Le traitement fonctionnel / orthopédique sont licites si contre-indications opératoires locales ou générales, à condition qu’ils soient entrepris très précocement et chez des patients parfaitement prévenus des risques de rupture itérative et donc coopérants. Pour cette raison, il est contre-indiqué chez le jeune sportif.
Le traitement chirurgical classique reste le seul qui soit indiqué pour les ruptures vues tardivement ou les ruptures itératives.
Il peut se justifier aussi chez le sportif de très haut niveau, à condition qu’il soit suivi d’une prise en charge de type fonctionnel, dans la mesure où le très faible risque de rupture itérative (2 %) autorise la reprise la plus précoce des activités sportives.

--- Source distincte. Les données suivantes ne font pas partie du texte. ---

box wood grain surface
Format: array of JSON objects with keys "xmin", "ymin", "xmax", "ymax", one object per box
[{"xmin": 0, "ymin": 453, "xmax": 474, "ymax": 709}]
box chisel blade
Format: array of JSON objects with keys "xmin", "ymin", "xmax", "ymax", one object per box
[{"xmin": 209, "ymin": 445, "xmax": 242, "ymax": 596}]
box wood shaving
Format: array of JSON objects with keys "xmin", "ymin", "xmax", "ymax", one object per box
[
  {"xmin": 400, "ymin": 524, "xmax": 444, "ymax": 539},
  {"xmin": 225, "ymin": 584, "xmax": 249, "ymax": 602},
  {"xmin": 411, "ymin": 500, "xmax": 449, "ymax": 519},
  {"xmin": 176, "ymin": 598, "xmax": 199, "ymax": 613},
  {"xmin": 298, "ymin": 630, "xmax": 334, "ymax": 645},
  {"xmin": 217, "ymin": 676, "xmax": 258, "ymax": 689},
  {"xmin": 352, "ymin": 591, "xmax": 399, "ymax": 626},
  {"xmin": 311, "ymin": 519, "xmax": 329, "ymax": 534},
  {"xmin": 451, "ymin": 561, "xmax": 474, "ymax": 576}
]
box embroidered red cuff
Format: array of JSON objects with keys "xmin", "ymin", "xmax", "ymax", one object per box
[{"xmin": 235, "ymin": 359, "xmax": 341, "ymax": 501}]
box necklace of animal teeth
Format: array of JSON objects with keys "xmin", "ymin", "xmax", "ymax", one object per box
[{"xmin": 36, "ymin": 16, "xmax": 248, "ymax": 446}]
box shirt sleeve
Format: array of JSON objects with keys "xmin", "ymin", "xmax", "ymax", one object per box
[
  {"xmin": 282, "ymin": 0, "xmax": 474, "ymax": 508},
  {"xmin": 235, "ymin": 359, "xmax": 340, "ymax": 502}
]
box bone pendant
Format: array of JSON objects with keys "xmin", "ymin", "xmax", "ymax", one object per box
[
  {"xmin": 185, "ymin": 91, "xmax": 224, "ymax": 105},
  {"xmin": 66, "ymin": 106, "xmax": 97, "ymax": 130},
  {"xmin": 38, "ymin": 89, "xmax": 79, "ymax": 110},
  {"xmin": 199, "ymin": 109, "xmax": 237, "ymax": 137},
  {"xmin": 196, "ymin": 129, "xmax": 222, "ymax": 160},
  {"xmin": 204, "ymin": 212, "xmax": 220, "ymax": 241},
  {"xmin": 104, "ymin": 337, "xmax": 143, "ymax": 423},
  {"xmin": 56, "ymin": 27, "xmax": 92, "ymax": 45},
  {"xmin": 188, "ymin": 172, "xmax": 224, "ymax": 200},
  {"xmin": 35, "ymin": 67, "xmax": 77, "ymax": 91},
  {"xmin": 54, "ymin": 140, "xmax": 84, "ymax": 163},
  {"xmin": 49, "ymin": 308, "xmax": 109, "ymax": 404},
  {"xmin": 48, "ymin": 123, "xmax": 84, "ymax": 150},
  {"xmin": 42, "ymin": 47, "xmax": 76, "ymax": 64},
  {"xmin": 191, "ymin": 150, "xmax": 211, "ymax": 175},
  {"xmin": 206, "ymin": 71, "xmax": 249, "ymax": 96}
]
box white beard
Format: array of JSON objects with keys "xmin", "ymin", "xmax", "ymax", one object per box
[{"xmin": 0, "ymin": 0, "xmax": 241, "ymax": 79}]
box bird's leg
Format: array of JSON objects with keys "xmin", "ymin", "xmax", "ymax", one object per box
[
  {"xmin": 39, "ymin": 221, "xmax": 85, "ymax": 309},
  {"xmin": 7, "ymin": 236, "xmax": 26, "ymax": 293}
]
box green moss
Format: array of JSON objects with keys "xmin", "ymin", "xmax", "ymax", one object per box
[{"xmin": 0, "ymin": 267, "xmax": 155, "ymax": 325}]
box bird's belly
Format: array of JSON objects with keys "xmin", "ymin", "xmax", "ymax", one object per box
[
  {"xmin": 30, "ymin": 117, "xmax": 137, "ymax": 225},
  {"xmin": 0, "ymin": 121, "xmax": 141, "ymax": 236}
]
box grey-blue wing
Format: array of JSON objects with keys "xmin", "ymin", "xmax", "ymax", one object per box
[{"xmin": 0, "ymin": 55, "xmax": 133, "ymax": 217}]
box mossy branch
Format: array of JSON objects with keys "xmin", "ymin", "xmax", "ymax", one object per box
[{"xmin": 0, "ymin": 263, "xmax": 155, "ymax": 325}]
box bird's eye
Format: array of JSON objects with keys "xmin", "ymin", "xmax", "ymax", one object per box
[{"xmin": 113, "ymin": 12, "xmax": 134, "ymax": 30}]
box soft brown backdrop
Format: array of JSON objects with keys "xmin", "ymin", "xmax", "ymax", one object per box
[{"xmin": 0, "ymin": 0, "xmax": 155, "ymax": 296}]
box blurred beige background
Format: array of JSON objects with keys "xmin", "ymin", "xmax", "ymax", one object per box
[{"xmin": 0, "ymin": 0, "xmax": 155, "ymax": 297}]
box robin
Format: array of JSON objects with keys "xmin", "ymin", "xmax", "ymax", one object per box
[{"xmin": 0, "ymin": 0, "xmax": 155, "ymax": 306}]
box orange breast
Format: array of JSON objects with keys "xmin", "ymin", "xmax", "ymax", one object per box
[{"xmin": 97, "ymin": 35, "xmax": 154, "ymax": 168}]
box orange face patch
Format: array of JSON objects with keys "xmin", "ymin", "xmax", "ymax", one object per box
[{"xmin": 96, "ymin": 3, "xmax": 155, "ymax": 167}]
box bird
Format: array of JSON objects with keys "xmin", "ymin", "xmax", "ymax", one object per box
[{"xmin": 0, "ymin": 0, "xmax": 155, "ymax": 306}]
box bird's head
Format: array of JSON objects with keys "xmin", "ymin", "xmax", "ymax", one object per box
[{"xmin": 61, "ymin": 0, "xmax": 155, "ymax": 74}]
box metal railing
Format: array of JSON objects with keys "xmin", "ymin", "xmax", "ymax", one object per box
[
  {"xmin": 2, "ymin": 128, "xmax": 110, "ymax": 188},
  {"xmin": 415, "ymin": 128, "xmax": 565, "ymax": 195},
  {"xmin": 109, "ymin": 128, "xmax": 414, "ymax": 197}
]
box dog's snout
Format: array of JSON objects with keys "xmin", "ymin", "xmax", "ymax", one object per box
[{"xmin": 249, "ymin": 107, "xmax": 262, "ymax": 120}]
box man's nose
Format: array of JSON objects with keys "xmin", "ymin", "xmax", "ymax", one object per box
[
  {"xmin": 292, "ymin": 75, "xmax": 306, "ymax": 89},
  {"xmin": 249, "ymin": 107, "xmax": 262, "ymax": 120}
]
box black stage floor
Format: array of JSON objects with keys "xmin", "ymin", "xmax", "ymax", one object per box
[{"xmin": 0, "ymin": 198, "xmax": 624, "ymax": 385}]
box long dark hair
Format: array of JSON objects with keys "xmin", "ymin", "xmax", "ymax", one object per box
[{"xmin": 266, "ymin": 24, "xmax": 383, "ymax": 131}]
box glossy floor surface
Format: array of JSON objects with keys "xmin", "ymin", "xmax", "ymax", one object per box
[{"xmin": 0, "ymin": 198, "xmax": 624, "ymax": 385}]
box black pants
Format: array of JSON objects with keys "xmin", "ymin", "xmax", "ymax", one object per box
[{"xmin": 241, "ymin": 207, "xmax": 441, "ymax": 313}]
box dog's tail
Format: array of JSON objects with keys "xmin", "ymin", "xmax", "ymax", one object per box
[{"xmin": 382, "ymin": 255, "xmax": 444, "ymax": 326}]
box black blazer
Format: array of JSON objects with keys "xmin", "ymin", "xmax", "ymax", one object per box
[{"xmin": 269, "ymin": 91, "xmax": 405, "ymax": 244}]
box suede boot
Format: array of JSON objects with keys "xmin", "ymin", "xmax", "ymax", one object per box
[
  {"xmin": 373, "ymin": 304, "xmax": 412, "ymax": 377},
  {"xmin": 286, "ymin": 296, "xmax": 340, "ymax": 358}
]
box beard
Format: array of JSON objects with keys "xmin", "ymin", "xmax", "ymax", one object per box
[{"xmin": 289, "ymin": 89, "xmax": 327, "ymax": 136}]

Encore faut-il prendre toutes les précautions nécessaires pour minimiser au mieux les risques de complications cutanées.
Avulsion calcanéenne : 2 à 4 % de la totalité des ruptures. Patients de la 5ème ou 6ème décennie avec souvent, tendinopathie d’insertion, souvent traitée préalablement par infiltration locale de corticoïdes.

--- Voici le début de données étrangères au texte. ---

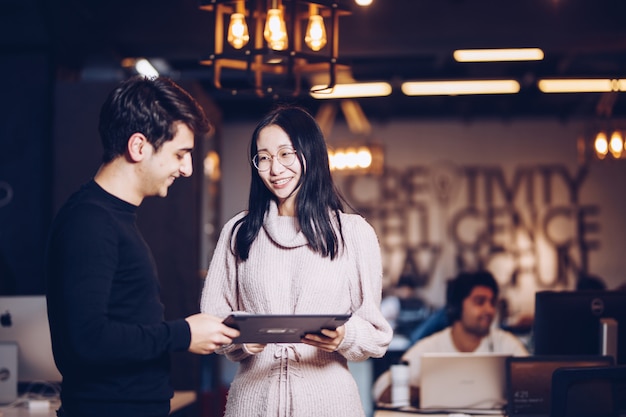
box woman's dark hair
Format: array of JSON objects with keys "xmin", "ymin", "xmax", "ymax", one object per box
[
  {"xmin": 98, "ymin": 76, "xmax": 211, "ymax": 163},
  {"xmin": 231, "ymin": 106, "xmax": 344, "ymax": 260}
]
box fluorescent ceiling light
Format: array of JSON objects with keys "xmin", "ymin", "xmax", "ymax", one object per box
[
  {"xmin": 453, "ymin": 48, "xmax": 543, "ymax": 62},
  {"xmin": 402, "ymin": 80, "xmax": 520, "ymax": 96},
  {"xmin": 310, "ymin": 82, "xmax": 391, "ymax": 99},
  {"xmin": 135, "ymin": 58, "xmax": 159, "ymax": 77},
  {"xmin": 537, "ymin": 78, "xmax": 626, "ymax": 93}
]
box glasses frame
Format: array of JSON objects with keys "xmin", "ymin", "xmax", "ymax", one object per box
[{"xmin": 252, "ymin": 146, "xmax": 298, "ymax": 172}]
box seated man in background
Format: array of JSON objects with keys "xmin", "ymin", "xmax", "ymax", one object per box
[{"xmin": 373, "ymin": 271, "xmax": 528, "ymax": 405}]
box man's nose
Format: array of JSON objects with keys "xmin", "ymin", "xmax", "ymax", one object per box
[{"xmin": 179, "ymin": 154, "xmax": 193, "ymax": 177}]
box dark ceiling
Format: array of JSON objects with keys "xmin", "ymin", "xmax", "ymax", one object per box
[{"xmin": 0, "ymin": 0, "xmax": 626, "ymax": 119}]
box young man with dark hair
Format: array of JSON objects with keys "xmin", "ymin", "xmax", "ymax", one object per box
[
  {"xmin": 46, "ymin": 77, "xmax": 239, "ymax": 417},
  {"xmin": 373, "ymin": 271, "xmax": 528, "ymax": 403}
]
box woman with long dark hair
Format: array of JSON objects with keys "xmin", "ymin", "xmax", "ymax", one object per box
[{"xmin": 201, "ymin": 107, "xmax": 392, "ymax": 417}]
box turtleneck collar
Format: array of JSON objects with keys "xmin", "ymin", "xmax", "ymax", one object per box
[{"xmin": 263, "ymin": 200, "xmax": 308, "ymax": 248}]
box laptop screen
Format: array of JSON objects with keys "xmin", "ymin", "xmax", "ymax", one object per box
[
  {"xmin": 506, "ymin": 355, "xmax": 613, "ymax": 417},
  {"xmin": 420, "ymin": 353, "xmax": 509, "ymax": 410}
]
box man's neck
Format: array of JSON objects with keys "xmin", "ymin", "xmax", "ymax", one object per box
[
  {"xmin": 450, "ymin": 321, "xmax": 483, "ymax": 352},
  {"xmin": 94, "ymin": 159, "xmax": 143, "ymax": 206}
]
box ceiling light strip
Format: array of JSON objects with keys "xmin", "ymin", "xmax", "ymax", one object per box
[
  {"xmin": 402, "ymin": 80, "xmax": 520, "ymax": 96},
  {"xmin": 537, "ymin": 78, "xmax": 626, "ymax": 93},
  {"xmin": 452, "ymin": 48, "xmax": 544, "ymax": 62},
  {"xmin": 310, "ymin": 82, "xmax": 391, "ymax": 100}
]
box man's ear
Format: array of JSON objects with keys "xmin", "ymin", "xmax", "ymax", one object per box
[{"xmin": 127, "ymin": 133, "xmax": 150, "ymax": 162}]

L’impotence fonctionnelle totale, l’importance de la douleur et des signes locaux font le diagnostic de lésion grave qui justifie des explorations complémentaires.
L’avulsion peut se présenter sous 2 formes : arrachement de pastille osseuse +/- volumineuse visible sur les radiographies standards, ou avulsion pure authentifiée par échographie ou IRM.
Traitement chirurgical à ciel ouvert pour réaliser une réinsertion transosseuse (ancres à os) +/- plastie complémentaire.
Les plaies du tendon calcanéen posent des problèmes tout différents. Elles peuvent revêtir 2 aspects selon le mécanisme lésionnel : plaie franche et nette par verre ou métal, plaie contuse avec délabrement cutané. Le traitement chirurgical s’impose pour explorer le tendon et éventuellement, en fonction de la profondeur de la plaie, les structures avoisinantes et pour traiter la lésion tendineuse et la plaie cutanée.
Il faut parfois recourir à des techniques de plasties cutanées si le délabrement est important et, dans ces cas, mieux vaut envisager le traitement de la lésion tendineuse dans un second temps.
C’est donc chaque fois affaire de cas particulier qu’il ne saurait être question d’envisager ici.
L’important est de savoir que :
– toute plaie de la région doit être explorée en salle d’opération et sous anesthésie ;
– les risques de complications cutanées sont ici majeurs ;
– le traitement de la lésion cutanée prime avant tout et conditionne tout le pronostic ultérieur ;
– il ne faut pas hésiter, si l’état de la plaie et de la peau l’impose, à demander en urgence l’avis d’un plasticien, après avoir simplement effectué un pansement de propreté, plutôt que de faire des gestes inconsidérés et définitifs qui risquent d’engager formellement l’avenir.
Au risque d’être paradoxal, le vrai problème est ici à la peau, la lésion tendineuse elle-même pourra toujours être traitée, d’emblée ou secondairement, par suture directe ou plastie selon les cas.